Mr. Chairman, committee members, thank you for the invitation to take part in your pre-budget consultations on the topic of balancing the federal budget to ensure fiscal sustainability and economic growth.
The Canadian Council of Chief Executives represents 150 chief executives and leading entrepreneurs in all sectors and regions of the economy. Our members lead companies that collectively administer $4.5 trillion in assets, employ more than 1.5 million Canadians, and are responsible for the majority of Canada's private sector exports, investments, and training.

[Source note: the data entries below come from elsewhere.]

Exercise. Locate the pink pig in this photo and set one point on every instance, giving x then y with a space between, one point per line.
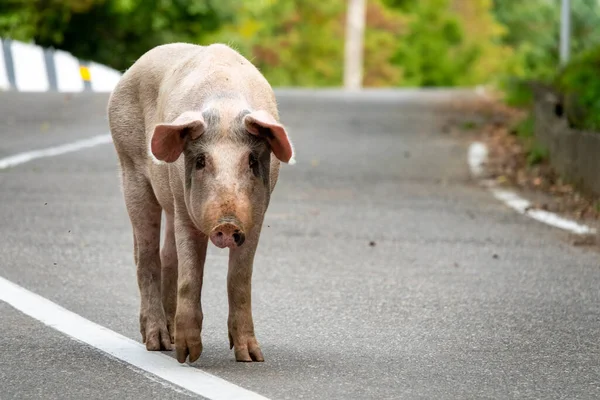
197 133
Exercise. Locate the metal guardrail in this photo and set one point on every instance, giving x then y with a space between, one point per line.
27 67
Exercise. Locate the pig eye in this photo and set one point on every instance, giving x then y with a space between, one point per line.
200 161
252 160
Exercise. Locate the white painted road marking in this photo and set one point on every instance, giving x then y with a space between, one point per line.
121 347
150 364
477 157
27 156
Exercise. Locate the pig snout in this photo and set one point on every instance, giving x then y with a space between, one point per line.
227 235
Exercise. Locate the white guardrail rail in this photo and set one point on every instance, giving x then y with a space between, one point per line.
26 67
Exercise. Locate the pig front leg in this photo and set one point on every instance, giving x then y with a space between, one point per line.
239 287
145 214
191 253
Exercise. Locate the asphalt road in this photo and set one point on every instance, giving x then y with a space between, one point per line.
384 271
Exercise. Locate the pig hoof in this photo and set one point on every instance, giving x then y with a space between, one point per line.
246 350
155 335
187 338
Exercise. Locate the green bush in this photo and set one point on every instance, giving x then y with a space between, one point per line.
579 83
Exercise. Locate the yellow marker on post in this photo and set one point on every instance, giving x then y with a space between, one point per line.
85 73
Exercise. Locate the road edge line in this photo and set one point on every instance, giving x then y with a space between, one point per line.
122 348
477 158
22 158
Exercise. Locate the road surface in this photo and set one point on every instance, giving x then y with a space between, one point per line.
384 271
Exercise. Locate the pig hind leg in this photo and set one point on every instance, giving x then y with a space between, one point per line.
168 260
145 214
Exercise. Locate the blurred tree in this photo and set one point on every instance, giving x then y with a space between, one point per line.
113 32
533 29
449 43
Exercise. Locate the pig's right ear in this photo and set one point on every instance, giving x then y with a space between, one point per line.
168 139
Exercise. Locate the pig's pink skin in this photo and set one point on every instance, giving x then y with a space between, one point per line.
197 134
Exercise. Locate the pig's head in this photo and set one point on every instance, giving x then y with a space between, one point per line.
227 159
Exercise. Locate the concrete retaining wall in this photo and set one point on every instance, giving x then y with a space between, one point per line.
574 154
26 67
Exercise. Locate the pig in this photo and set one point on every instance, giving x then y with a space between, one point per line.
197 134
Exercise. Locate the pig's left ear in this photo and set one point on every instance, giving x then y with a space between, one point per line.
262 124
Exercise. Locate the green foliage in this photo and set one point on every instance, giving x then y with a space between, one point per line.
533 31
113 32
301 43
579 82
525 128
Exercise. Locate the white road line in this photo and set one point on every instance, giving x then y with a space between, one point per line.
150 364
477 158
27 156
121 347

Canada's economy has proven resilient since the recession and continues to expand at rates higher than in most other OECD countries. Reducing the federal debt while implementing pro-growth policies would ensure that Canada continues to grow and remains an attractive destination for business investment and job creation. The CCCE fully supports the government's commitment to balanced budgets and debt elimination. Achieving balance and reducing Canada's debt-to-GDP ratio has four significant benefits.
First, balanced budgets and low debt levels are good for Canada's long-term economic growth. Estimates across advanced economies show that debt levels above 90% of GDP are correlated with lower economic growth. Fortunately, Canada has not reached this point, but that is not a reason to be complacent. The combined federal-provincial net debt reached 62.1% of GDP in 2013 and 2014—an increase from 49% in 2008 and 2009. According to the Fraser Institute's 2014 report on government debt, the story is significantly worse if you look at total liabilities, including debt guarantees, contingent liabilities, and unfunded program obligations. Using this metric, all provinces, except Saskatchewan, have total liabilities as a percentage of GDP in excess of 150%. In short, Canada's long-term prosperity depends on achieving and maintaining a sustainable debt level, and the federal government must lead the way.

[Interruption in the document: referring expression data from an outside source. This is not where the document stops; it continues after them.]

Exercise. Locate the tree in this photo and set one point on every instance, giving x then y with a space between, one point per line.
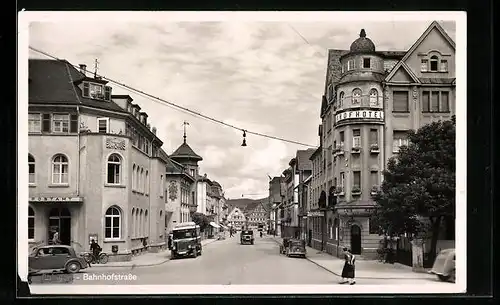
419 184
201 220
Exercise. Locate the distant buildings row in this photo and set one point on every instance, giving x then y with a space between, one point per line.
97 169
371 100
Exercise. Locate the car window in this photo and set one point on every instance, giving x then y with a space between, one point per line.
60 251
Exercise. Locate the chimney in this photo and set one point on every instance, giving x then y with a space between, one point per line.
83 69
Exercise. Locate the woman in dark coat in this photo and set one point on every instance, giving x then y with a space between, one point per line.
348 271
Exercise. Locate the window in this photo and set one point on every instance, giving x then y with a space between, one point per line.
356 179
31 223
373 136
34 122
103 125
60 122
373 97
161 186
356 96
374 178
400 101
399 139
434 63
112 222
426 102
114 169
444 66
366 63
423 65
356 138
60 170
31 169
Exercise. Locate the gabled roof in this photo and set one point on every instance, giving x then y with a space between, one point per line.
401 64
433 25
185 152
54 82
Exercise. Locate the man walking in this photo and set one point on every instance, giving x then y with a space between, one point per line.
348 272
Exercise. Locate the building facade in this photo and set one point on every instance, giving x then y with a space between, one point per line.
372 99
94 164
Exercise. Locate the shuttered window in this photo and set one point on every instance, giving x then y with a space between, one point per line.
400 101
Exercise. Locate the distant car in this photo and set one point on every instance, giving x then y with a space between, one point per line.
246 237
55 258
444 265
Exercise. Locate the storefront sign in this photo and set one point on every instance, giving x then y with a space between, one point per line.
360 114
56 199
315 214
115 143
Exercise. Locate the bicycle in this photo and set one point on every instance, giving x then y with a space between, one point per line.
91 259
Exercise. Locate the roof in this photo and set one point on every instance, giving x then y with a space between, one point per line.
303 161
54 82
185 152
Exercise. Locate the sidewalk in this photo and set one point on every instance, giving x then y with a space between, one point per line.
145 260
367 269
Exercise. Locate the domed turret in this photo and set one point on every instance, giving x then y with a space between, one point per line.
362 44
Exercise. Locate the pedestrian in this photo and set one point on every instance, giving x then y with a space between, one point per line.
348 272
55 238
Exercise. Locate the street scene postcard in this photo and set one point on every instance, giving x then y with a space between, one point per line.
242 152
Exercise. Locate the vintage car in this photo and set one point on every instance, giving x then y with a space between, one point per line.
246 237
186 240
444 265
55 258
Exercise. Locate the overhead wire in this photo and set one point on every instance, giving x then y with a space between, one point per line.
176 106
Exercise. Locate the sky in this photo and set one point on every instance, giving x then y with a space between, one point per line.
265 77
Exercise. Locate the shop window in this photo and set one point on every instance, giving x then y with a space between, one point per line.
60 170
31 223
31 169
114 169
112 223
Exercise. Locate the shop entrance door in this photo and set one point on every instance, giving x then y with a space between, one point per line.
60 220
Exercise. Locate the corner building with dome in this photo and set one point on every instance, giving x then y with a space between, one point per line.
372 99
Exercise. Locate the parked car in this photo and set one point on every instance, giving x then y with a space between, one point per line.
55 258
444 265
246 237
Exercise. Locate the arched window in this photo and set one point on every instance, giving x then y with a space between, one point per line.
373 97
133 177
146 224
31 169
114 169
141 220
341 99
31 223
133 223
434 63
146 184
60 170
112 223
356 96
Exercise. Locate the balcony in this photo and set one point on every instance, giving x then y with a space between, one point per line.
374 149
356 190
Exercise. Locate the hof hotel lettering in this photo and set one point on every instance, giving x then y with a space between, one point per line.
360 114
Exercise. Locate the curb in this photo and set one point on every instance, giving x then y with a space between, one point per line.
145 265
360 277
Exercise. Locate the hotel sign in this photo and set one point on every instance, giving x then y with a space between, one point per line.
361 115
56 199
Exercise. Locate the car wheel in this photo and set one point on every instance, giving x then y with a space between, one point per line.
72 267
443 278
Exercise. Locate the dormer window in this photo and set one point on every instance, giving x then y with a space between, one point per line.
96 91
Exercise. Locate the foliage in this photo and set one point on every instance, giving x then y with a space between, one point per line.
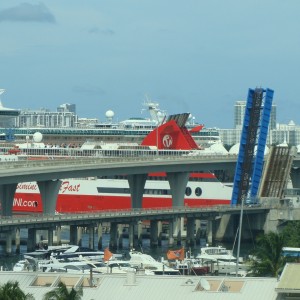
63 293
12 291
268 258
292 234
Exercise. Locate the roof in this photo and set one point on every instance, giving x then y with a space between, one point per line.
134 286
289 280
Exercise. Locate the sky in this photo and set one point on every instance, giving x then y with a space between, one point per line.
189 56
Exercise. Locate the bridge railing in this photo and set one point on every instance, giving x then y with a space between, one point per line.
135 212
56 161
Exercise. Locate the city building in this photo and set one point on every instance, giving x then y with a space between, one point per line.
239 113
7 115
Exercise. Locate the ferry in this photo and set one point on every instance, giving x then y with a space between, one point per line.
112 193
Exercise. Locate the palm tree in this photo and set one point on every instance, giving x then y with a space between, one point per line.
12 291
63 293
268 258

Second, balanced budgets allow the government to respond to long-term challenges such population aging. The old age dependency ratio, which measures the number of elderly people as a share of those of working age, will rise dramatically due to a decline in total fertility rate and increases in life expectancies observed over the last 80 years. According to the Parliamentary Budget Officer's fiscal sustainability report, this will lead to slower growth in the labour force and total hours worked. Combined with lower labour productivity growth, projected average real GDP growth will be 1.7% over the period from 2013 to 2087, down significantly from average growth of 2.6% over the past 30 years. Balanced budgets and a low debt-to-GDP ratio give the government the flexibility to face this demographic reality.

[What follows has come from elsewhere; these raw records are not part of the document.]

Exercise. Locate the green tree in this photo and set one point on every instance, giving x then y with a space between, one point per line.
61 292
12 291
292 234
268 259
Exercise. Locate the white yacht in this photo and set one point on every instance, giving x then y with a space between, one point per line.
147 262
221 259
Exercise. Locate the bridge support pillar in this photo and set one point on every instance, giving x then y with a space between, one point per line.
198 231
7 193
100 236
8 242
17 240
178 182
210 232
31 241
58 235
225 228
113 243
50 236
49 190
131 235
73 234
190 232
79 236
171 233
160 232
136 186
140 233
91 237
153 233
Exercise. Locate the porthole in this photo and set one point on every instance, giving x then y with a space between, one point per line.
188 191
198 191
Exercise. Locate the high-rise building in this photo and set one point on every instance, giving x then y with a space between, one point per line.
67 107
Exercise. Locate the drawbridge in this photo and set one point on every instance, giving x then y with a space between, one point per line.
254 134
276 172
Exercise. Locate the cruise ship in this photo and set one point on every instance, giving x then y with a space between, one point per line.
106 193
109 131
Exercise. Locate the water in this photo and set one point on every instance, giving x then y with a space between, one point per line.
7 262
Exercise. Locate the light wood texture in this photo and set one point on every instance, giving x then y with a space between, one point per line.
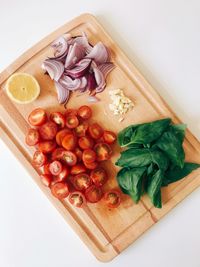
106 232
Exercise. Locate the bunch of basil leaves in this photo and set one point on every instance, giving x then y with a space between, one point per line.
154 158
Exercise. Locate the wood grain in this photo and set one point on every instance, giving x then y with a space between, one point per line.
106 232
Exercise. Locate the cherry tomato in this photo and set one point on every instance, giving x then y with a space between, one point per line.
85 142
69 158
78 168
81 129
46 169
37 117
91 166
55 167
95 131
100 140
58 118
103 151
39 159
60 135
109 137
89 156
63 174
77 199
57 153
69 141
93 194
48 130
46 179
71 111
85 112
60 190
112 198
81 181
32 137
46 146
99 176
78 153
61 177
72 121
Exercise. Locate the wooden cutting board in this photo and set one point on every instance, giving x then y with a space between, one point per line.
106 232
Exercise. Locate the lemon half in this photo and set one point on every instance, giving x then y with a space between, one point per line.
22 88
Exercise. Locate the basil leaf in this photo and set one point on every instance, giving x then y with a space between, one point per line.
130 181
176 173
171 145
134 158
143 133
159 158
124 136
154 187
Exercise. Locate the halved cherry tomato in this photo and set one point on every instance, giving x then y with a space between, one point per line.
60 135
69 158
57 153
61 177
69 141
85 112
58 118
71 111
103 151
89 156
39 159
46 146
81 181
77 199
72 121
78 153
48 130
37 117
46 179
81 129
55 167
32 137
95 131
93 194
91 166
85 142
99 176
112 198
78 168
109 137
60 190
46 169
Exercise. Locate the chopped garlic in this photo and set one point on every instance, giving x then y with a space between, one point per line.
121 104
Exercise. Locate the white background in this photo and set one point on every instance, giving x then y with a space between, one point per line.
163 39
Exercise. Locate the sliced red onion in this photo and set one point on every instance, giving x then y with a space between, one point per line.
93 99
79 69
54 68
60 46
62 93
83 86
99 53
75 53
106 68
83 41
91 82
83 83
70 84
100 80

Third, balanced budgets and a low debt-to-GDP ratio give the government the ability to respond to future downturns. While Canada's economy has performed comparatively well, the recovery from the global financial crisis has been underwhelming and continues to fall short of expectations. The recovery has had repeated false starts and still faces considerable headwinds. Much of this can be attributed to poor global growth that has averaged 3% over the past 2 years. That's well below the average prior to the crisis, and it's unlikely that 2014 will be much better. Until global headwinds abate and U.S. economic recovery fully takes hold, Canada will be vulnerable to new economic shocks and must be prepared to respond. Balanced budgets and a low debt-to-GDP ratio help to insulate Canada against such shocks.
Fourth, balancing the budget allows the government to make targeted investments to improve economic competitiveness. According to the PBO, the federal government has the fiscal room to increase spending, decrease revenues, or some combination of both.
The following pro-growth policies would ensure that Canada remains an attractive destination for business investment and job creation. First, implement a single, comprehensive portal that brings together data on labour market conditions and job vacancies across the country. Second, introduce a direct R and D support program for major new private sector innovation projects. Third, make targeted investments in infrastructure to promote increased trade and economic growth. Fourth, conduct a comprehensive review of the tax system with the goal of simplifying the tax code, encouraging the growth of small and medium-sized companies and improving exporters' competitiveness.
In conclusion, the CCCE supports the government's efforts to return to balance. Once balance is achieved, we recommend targeted investments to improve Canada's economic competitiveness and long-term prosperity.
I'd be happy to answer any questions you may have. Thank you.